Green4U absorbed DeltaWing’s company, DeltaWing Technologies. The plans are grand, as Green4U has ambitious plans to make more EVs. And Panoz wants to build a street car based on the racecar.

The initial car came in at a weight that was too heavy, so Willis adjusted. The car has tandem seating (the passenger sits directly behind the driver), with the battery located where the passenger compartment usually is.

That battery will last about 90 to 110 miles or 55 minutes under race conditions. When it’s depleted, it will have to be swapped out. To accomplish this, the right side of the body will swing up and out of the way. The pit crew will take out the 1,000-pound battery via a turntable that has mechanical arms, while using that same turntable and its arms to put the new battery in. The old battery will then go behind the pit wall for charging.

Willis told AutoWeek that the crew will need 10 or more batteries for the race.

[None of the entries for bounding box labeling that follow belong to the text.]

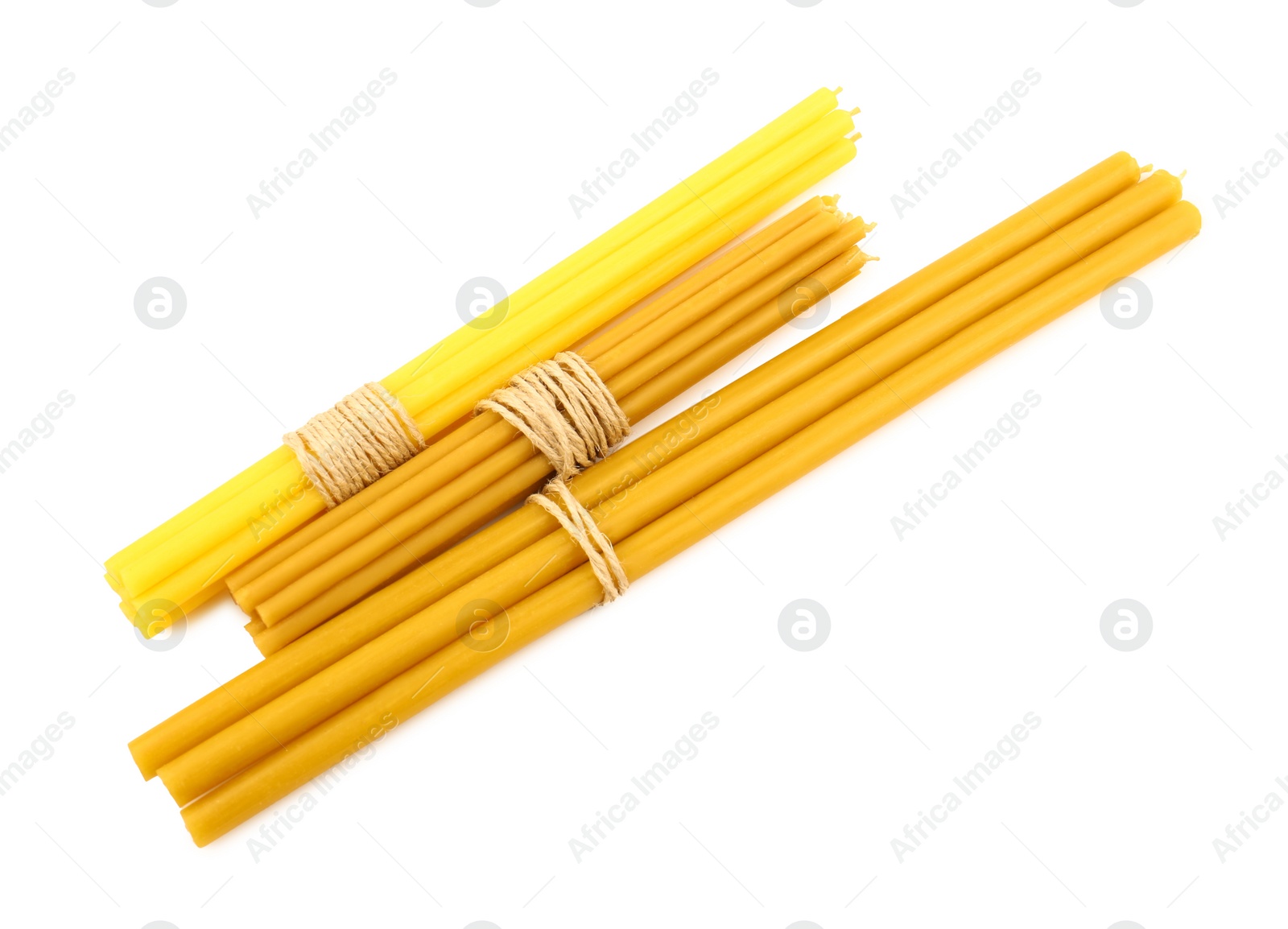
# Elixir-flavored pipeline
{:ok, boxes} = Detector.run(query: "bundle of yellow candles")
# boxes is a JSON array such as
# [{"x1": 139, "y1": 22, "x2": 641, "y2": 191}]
[
  {"x1": 130, "y1": 153, "x2": 1200, "y2": 845},
  {"x1": 105, "y1": 90, "x2": 855, "y2": 635},
  {"x1": 228, "y1": 198, "x2": 871, "y2": 654}
]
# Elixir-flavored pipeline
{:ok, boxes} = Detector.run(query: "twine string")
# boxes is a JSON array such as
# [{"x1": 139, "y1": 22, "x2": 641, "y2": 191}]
[
  {"x1": 282, "y1": 384, "x2": 425, "y2": 509},
  {"x1": 528, "y1": 478, "x2": 631, "y2": 603},
  {"x1": 474, "y1": 352, "x2": 631, "y2": 481}
]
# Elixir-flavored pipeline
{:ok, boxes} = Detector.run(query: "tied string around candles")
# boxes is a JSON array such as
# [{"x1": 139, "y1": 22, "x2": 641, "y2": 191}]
[
  {"x1": 282, "y1": 384, "x2": 425, "y2": 509},
  {"x1": 528, "y1": 478, "x2": 631, "y2": 603},
  {"x1": 474, "y1": 352, "x2": 631, "y2": 481}
]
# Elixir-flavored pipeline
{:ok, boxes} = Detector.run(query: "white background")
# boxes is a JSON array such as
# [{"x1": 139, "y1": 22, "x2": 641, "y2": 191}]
[{"x1": 0, "y1": 0, "x2": 1288, "y2": 929}]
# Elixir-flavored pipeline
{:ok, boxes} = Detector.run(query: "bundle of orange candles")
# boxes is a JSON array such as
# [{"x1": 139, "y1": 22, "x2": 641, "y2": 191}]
[
  {"x1": 130, "y1": 153, "x2": 1200, "y2": 845},
  {"x1": 105, "y1": 90, "x2": 857, "y2": 635}
]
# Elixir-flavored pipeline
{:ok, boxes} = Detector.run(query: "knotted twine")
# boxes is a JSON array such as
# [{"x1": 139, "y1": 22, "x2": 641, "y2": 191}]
[
  {"x1": 282, "y1": 384, "x2": 425, "y2": 509},
  {"x1": 475, "y1": 352, "x2": 631, "y2": 603},
  {"x1": 475, "y1": 352, "x2": 631, "y2": 481},
  {"x1": 528, "y1": 478, "x2": 631, "y2": 603}
]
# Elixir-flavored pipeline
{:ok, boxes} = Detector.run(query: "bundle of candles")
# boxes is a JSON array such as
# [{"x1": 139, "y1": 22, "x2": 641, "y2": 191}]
[
  {"x1": 228, "y1": 197, "x2": 871, "y2": 654},
  {"x1": 130, "y1": 153, "x2": 1200, "y2": 845},
  {"x1": 105, "y1": 90, "x2": 857, "y2": 635}
]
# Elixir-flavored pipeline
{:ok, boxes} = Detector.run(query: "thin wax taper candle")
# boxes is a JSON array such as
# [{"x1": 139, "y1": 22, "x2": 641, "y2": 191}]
[
  {"x1": 183, "y1": 202, "x2": 1200, "y2": 845},
  {"x1": 130, "y1": 153, "x2": 1138, "y2": 777},
  {"x1": 159, "y1": 174, "x2": 1180, "y2": 804},
  {"x1": 243, "y1": 214, "x2": 865, "y2": 626},
  {"x1": 108, "y1": 92, "x2": 852, "y2": 623},
  {"x1": 234, "y1": 210, "x2": 848, "y2": 625}
]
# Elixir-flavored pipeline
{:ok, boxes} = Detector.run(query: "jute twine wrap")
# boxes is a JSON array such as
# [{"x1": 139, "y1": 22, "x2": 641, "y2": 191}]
[
  {"x1": 475, "y1": 352, "x2": 631, "y2": 481},
  {"x1": 528, "y1": 478, "x2": 631, "y2": 603},
  {"x1": 282, "y1": 384, "x2": 425, "y2": 509}
]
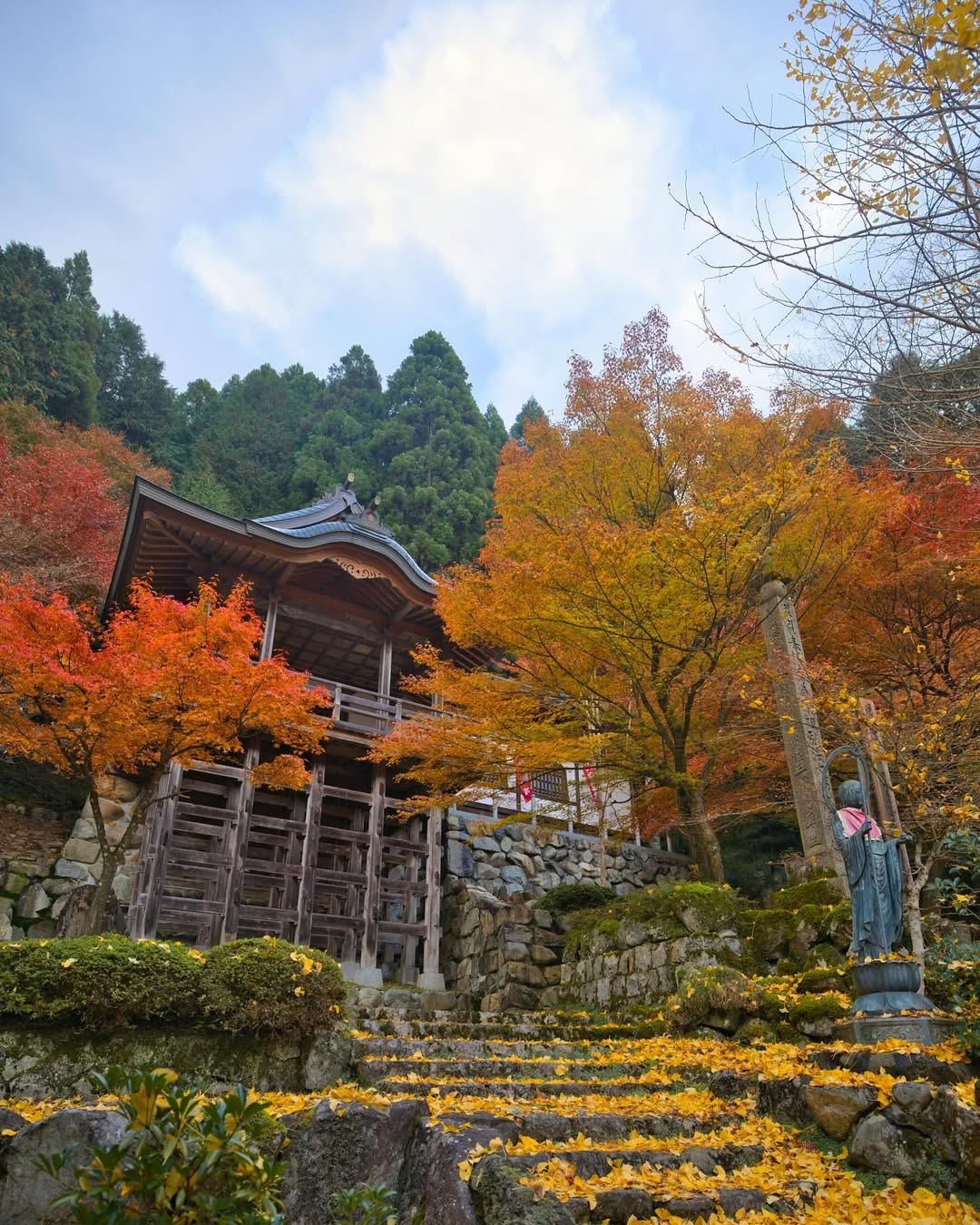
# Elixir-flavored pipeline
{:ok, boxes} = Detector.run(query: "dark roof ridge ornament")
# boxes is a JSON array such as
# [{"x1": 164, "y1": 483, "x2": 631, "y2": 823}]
[{"x1": 252, "y1": 472, "x2": 393, "y2": 536}]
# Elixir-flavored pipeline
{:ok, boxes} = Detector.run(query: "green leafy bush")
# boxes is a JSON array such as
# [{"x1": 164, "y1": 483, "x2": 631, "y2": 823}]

Other key specs include a power rating of around 600 horsepower (450 kW) and a length of 192 inches, a width of 72 inches and a height of 48 inches. That makes it over a foot longer than a Chevy Corvette Z06 but about five inches narrower, at the same height. Top speed could be around 170 or 180 mph.

The car has motors that power the front wheels, regenerative braking and plenty of weight-reducing carbon fiber. Aerodynamics will be important, as the better they are, the faster the car can go will using less juice.

Development work is being done in Braselton, Ga., and the company is looking for suppliers. Meanwhile, the road car will be expected to cost between $100,000 and $200,000, with just one battery pack that can be recharged the same other battery packs are.

There’s two ways the race car could fail – one would be not being allowed to race and the other would be to perform poorly if it’s allowed to enter. But that’s not going to stop Panoz and Green4U from trying. And even if this car doesn’t succeed, there will be as many lessons learned from failure than as from success.